– Но тут возникает новая трудность, Ватсон. Вы понимаете, что идти законным путем мы не можем; улик у нас нет никаких, и нас только подымут на смех. Все это может показаться плодом нашей фантазии. Опираться на то, что эта женщина исчезла, мы не можем, так как в этом странном доме прислуга иногда по неделям не видит своих господ. А между тем, может быть, именно теперь она находится в смертельной опасности. Я могу только внимательно наблюдать за этим домом и больше ничего. С этой целью я оставил там своего агента, Варнера, и он караулит около дома. Но ведь, если закон здесь ничего не может поделать, мы должны действовать сами.
– Вы составили какой-нибудь план?
– Я знаю, где находится ее комната; по крыше соседнего здания добраться до нее будет не трудно.
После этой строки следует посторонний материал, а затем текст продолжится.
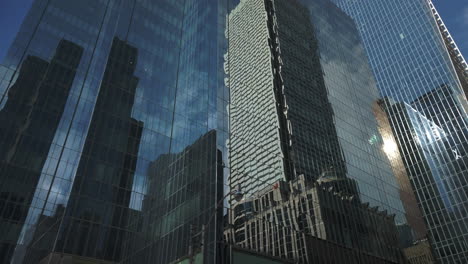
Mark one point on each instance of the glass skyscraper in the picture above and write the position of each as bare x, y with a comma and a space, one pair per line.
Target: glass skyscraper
124, 123
421, 83
281, 52
114, 125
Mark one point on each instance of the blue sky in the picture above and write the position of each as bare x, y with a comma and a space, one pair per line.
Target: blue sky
453, 12
455, 16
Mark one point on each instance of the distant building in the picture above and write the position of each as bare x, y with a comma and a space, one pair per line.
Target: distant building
296, 221
417, 64
420, 253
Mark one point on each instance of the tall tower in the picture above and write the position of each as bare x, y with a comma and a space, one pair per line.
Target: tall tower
420, 73
281, 119
91, 94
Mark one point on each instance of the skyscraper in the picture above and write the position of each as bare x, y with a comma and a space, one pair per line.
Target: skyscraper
283, 56
92, 94
419, 72
281, 118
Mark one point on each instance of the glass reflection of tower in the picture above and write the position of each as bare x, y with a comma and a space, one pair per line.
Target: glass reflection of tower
30, 118
301, 102
181, 192
407, 46
96, 215
281, 118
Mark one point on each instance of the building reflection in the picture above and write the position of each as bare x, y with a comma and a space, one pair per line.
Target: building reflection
93, 223
390, 148
431, 140
29, 121
181, 190
285, 147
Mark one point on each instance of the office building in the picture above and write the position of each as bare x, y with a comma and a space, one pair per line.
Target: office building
281, 120
92, 94
461, 67
269, 77
417, 65
420, 253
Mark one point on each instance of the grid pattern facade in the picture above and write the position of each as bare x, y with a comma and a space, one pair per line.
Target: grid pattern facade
255, 141
414, 71
92, 95
291, 91
288, 220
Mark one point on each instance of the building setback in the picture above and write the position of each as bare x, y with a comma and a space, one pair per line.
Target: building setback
314, 222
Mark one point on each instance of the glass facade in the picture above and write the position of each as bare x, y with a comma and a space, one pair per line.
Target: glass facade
114, 128
427, 109
126, 123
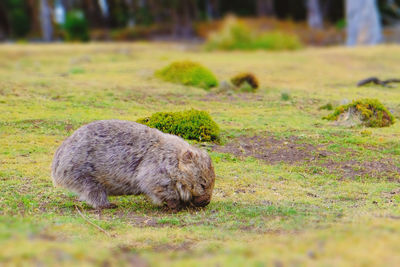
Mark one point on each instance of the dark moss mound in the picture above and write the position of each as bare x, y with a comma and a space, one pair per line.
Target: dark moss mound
188, 73
367, 112
190, 124
241, 79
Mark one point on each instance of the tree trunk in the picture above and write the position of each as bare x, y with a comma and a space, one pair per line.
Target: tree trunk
314, 14
363, 22
265, 7
45, 21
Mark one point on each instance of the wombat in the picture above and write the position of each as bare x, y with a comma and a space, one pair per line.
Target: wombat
113, 157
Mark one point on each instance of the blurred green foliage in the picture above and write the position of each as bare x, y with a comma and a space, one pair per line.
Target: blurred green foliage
236, 35
373, 112
19, 19
190, 124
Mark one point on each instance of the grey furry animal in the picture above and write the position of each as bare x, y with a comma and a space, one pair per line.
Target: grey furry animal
112, 157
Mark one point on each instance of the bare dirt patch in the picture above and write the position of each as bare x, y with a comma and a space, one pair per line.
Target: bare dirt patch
272, 150
295, 151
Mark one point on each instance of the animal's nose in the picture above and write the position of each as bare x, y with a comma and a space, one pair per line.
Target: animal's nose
201, 201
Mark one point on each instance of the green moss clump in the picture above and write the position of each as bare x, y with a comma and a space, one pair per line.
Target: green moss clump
188, 73
242, 78
190, 124
372, 112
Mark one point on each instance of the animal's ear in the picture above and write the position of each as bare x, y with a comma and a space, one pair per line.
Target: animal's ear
187, 156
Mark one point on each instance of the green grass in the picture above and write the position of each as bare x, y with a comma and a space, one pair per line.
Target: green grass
284, 213
189, 124
236, 35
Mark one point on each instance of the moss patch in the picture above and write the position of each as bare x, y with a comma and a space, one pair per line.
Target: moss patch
190, 124
370, 113
188, 73
245, 80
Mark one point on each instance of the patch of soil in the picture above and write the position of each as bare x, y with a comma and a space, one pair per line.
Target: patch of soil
272, 150
292, 151
231, 98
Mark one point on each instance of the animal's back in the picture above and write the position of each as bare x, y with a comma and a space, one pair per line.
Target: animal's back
106, 151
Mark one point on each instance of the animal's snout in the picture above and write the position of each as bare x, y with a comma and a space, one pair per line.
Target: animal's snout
201, 201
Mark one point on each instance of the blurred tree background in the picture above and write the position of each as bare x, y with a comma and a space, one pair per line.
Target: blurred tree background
318, 22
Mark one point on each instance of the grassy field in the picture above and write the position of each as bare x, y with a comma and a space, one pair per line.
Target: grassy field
291, 188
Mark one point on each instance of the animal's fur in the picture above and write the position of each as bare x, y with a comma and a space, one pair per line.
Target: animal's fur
115, 157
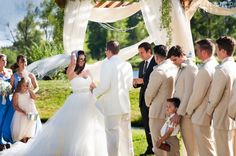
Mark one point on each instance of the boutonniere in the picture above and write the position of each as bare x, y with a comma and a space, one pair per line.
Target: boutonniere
183, 65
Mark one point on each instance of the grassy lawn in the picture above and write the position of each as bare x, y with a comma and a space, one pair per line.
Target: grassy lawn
51, 97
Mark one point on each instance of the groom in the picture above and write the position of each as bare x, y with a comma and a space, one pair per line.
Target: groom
113, 92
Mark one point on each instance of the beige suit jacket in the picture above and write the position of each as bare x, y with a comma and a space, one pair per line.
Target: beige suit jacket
232, 103
201, 89
160, 87
184, 84
220, 95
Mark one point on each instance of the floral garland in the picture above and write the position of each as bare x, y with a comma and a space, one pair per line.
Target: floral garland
166, 19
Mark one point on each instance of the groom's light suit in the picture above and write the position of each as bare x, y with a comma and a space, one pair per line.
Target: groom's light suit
115, 81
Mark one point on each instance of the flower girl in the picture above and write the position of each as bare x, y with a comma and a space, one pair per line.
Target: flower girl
24, 120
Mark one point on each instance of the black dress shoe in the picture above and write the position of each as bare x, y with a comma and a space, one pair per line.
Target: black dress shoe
7, 146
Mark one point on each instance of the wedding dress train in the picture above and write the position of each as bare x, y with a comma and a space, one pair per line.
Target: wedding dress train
76, 129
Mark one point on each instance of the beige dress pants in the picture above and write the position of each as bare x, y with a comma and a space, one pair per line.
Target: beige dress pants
224, 142
188, 136
119, 135
205, 140
155, 129
174, 146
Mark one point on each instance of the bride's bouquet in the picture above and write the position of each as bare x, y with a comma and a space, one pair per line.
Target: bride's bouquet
5, 89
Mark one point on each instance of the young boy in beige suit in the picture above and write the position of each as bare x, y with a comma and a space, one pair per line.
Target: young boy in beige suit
160, 88
199, 99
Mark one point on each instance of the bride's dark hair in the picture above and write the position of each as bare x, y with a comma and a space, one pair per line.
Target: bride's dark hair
78, 68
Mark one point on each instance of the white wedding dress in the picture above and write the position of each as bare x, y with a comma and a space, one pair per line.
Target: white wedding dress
76, 129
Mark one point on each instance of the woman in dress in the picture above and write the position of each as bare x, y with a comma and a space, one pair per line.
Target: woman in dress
5, 75
22, 127
21, 64
76, 129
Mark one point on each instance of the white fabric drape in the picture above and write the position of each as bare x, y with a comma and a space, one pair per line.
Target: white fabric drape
208, 7
181, 31
106, 15
77, 14
76, 18
213, 9
42, 67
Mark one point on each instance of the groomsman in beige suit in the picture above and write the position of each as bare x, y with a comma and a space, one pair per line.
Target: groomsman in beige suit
183, 89
160, 88
232, 103
199, 99
221, 91
232, 111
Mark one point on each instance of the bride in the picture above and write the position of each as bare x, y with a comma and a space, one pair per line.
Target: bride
76, 129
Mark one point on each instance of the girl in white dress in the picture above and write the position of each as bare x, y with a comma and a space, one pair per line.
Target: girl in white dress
77, 128
23, 128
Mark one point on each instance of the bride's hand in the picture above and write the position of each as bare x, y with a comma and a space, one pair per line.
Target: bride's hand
73, 58
92, 86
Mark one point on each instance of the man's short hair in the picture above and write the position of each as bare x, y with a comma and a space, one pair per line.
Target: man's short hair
160, 50
175, 101
176, 51
207, 45
146, 46
227, 43
113, 46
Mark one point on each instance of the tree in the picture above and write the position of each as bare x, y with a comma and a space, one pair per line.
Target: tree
27, 33
96, 40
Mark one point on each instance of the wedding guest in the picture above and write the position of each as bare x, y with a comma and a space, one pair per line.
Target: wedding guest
232, 103
169, 131
23, 128
159, 88
21, 63
113, 101
217, 108
5, 75
232, 110
199, 98
183, 89
145, 69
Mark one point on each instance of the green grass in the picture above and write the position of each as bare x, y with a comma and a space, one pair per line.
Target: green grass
139, 141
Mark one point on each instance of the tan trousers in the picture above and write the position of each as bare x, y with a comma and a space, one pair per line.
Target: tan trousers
174, 146
234, 142
224, 142
205, 140
188, 137
155, 129
119, 135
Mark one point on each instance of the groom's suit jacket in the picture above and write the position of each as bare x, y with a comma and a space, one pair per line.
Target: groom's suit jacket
116, 79
160, 88
232, 103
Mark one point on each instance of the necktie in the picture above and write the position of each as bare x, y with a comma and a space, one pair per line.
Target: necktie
145, 67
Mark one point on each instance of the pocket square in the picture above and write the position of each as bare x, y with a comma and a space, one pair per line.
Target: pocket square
165, 147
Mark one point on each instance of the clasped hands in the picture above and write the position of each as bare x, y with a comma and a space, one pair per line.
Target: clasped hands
92, 86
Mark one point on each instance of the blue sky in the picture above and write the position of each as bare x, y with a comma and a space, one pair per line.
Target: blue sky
11, 11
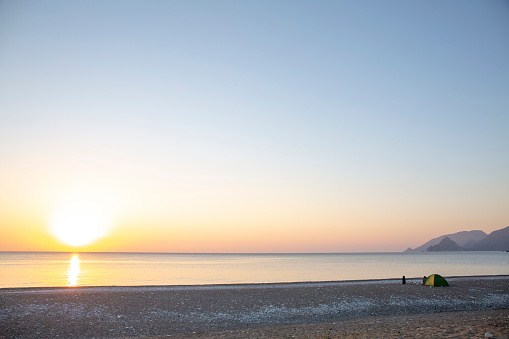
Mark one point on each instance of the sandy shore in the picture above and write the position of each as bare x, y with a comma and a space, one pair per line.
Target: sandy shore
471, 307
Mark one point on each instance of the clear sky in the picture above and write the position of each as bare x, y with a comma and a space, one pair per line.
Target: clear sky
251, 126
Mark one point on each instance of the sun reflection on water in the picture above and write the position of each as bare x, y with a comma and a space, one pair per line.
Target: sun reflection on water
73, 271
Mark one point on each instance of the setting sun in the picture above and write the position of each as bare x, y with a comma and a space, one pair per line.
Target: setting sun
80, 223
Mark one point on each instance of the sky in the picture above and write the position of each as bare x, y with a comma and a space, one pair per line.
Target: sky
251, 126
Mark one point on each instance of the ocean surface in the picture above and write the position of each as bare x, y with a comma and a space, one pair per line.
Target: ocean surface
45, 269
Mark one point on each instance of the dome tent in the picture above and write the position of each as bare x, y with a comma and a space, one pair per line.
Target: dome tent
436, 280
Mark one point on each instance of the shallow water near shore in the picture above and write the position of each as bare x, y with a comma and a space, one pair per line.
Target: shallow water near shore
45, 269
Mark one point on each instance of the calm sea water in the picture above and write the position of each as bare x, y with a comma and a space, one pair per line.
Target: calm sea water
36, 269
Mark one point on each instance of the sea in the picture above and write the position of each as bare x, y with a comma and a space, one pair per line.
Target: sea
58, 269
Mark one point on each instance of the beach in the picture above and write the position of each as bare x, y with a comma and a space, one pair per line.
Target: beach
470, 307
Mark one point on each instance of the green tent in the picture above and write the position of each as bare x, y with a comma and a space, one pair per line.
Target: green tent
436, 280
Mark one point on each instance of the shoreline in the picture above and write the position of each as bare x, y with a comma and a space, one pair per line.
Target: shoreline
409, 281
257, 310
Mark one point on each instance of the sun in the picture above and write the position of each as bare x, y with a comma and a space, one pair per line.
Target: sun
80, 222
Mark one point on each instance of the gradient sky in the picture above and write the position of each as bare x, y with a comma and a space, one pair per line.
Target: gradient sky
254, 126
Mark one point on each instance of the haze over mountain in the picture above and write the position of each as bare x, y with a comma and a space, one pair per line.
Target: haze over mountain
446, 245
495, 241
464, 239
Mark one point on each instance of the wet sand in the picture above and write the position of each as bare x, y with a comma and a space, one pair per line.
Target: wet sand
470, 307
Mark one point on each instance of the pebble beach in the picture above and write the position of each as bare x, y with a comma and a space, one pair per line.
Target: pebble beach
471, 307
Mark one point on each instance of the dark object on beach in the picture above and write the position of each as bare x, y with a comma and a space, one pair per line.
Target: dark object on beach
436, 280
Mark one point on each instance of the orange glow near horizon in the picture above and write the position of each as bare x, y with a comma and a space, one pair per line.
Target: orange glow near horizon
73, 271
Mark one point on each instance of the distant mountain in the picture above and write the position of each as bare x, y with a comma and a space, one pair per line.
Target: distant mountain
496, 241
445, 245
465, 239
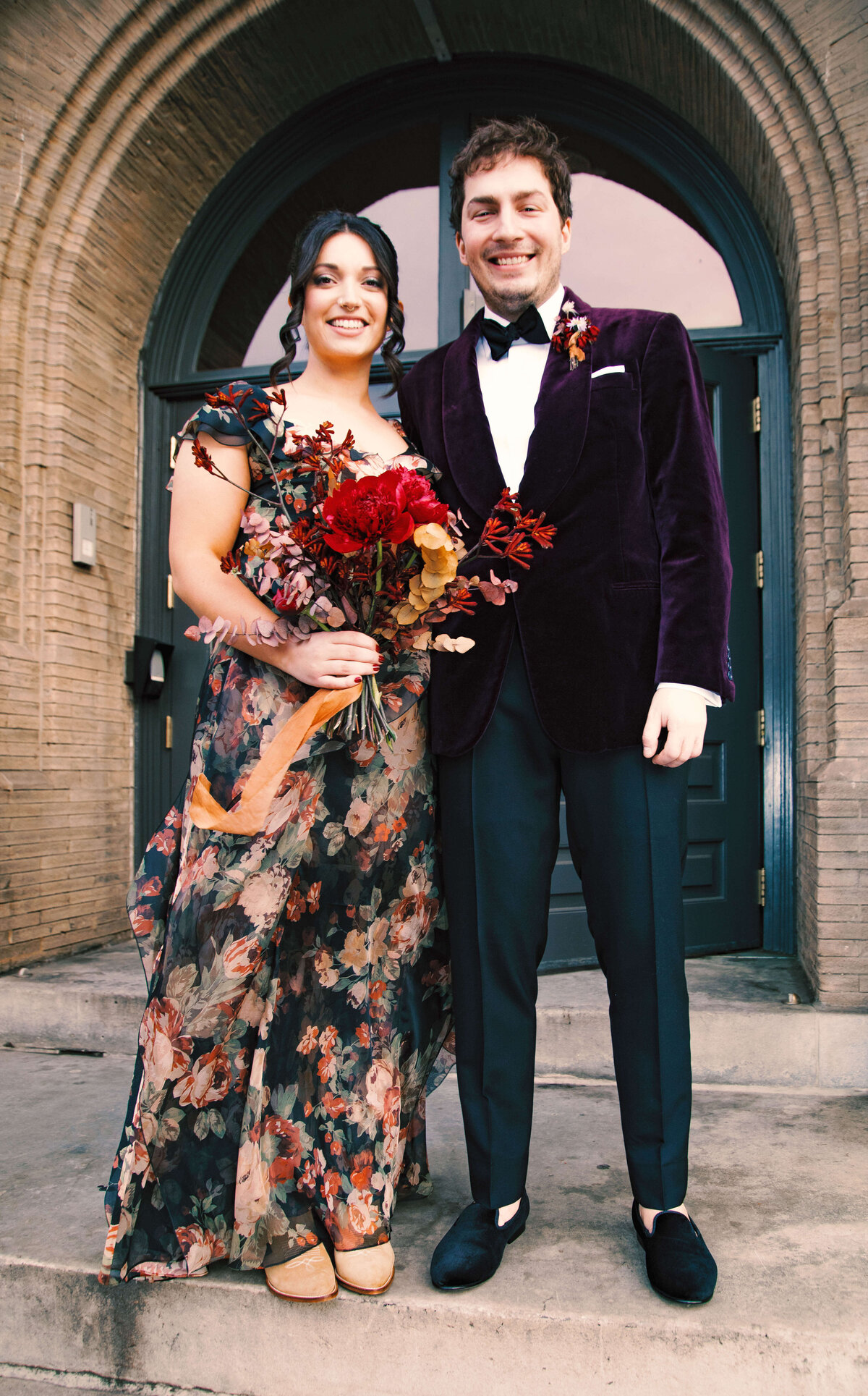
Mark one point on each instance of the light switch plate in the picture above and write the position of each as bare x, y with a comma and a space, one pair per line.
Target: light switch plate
84, 535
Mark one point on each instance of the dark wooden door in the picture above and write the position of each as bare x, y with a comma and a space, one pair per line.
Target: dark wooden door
725, 831
165, 725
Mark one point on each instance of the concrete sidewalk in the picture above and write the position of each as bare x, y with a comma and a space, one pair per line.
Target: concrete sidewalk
744, 1028
779, 1184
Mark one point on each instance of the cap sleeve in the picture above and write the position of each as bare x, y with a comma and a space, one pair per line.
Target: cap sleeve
221, 423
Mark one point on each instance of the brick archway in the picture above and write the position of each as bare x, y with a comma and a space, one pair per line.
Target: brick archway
157, 111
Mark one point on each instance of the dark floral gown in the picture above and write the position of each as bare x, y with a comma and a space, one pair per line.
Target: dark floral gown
297, 979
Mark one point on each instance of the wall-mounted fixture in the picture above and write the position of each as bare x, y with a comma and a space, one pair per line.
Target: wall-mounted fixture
147, 667
84, 535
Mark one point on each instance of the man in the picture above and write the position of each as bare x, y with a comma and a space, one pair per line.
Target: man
614, 635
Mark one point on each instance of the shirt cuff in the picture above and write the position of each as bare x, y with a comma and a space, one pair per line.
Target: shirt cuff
712, 700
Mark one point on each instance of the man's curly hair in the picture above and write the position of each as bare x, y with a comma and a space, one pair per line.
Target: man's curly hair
497, 140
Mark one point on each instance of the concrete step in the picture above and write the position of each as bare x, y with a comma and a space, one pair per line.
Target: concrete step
778, 1188
744, 1028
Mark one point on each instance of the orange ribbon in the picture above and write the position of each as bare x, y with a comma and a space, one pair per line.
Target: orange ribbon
263, 784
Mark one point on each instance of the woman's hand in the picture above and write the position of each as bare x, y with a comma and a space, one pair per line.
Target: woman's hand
335, 659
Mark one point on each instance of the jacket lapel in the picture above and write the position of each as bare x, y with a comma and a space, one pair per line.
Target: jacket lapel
465, 426
561, 423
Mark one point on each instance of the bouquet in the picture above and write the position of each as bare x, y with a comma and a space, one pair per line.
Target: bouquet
356, 545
Я решил отправиться туда вместе с вами сегодня ночью, чтобы попробовать самим решить эту загадку.
Я не могу сказать, чтобы эта мысль показалась мне привлекательной. Таинственный, старинный дом, его странные обитатели, глухая местность и тот факт, что мы ставили себя в очень щекотливое положение, с точки зрения правосудия, – все это значительно охладило мой пыл. Но сила и логика убеждений Холмса были настолько велики, что делали невозможным отказ участвовать в его предприятии. Я был уверен в том, что, только действуя таким путем, мы можем разрешить эту загадку. Я молча пожал ему руку, как бы скрепляя наш договор.
Но, видно, судьбе было угодно, чтобы наши похождения закончились менее оригинальным образом; было около пяти часов, и начинались уже весенние сумерки, когда в комнату вдруг вбежал какой-то, видимо, сильно взволнованный рабочий.
– Они уехали, мистер Холмс! Они уехали с последним поездом! Но даме этой удалось бежать от них– она внизу в коляске.
– Прекрасно, Варнер! – воскликнул Холмс. – Как видите, Ватсон, наши пробелы заполняются.
В коляске мы нашли женщину, почти бесчувственную от перенесенных волнений. Тонкие черты ее лица еще носили следы пережитой драмы. Голова ее беспомощно свесилась на грудь, но когда она повернула к нам лицо, и я увидел ее глаза, мне сделалось как-то не по себе. Лишенные всякого выражения, с неестественно узкими зрачками, они, казалось, ничего не различали перед собой. Ее, видимо, опоили опиумом.
– Я сторожил у ворот, как вы мне приказывали, мистер Холмс, – сказал бывший садовник. – Как только коляска выехала из ворот, я последовал за ней до самого вокзала. Эта дама казалась мертвой, но когда они втолкнули ее в вагон, она вдруг пришла в себя и стала вырываться. Они хотели запереть ее в купе, но она вторично вырвалась; я помог ей добраться до коляски, посадил ее и привез сюда. Я никогда не забуду его лица в ту минуту, как уводил ее прочь от вагона; если бы эти черные глаза могли убивать своим взглядом людей, я был бы уже мертв.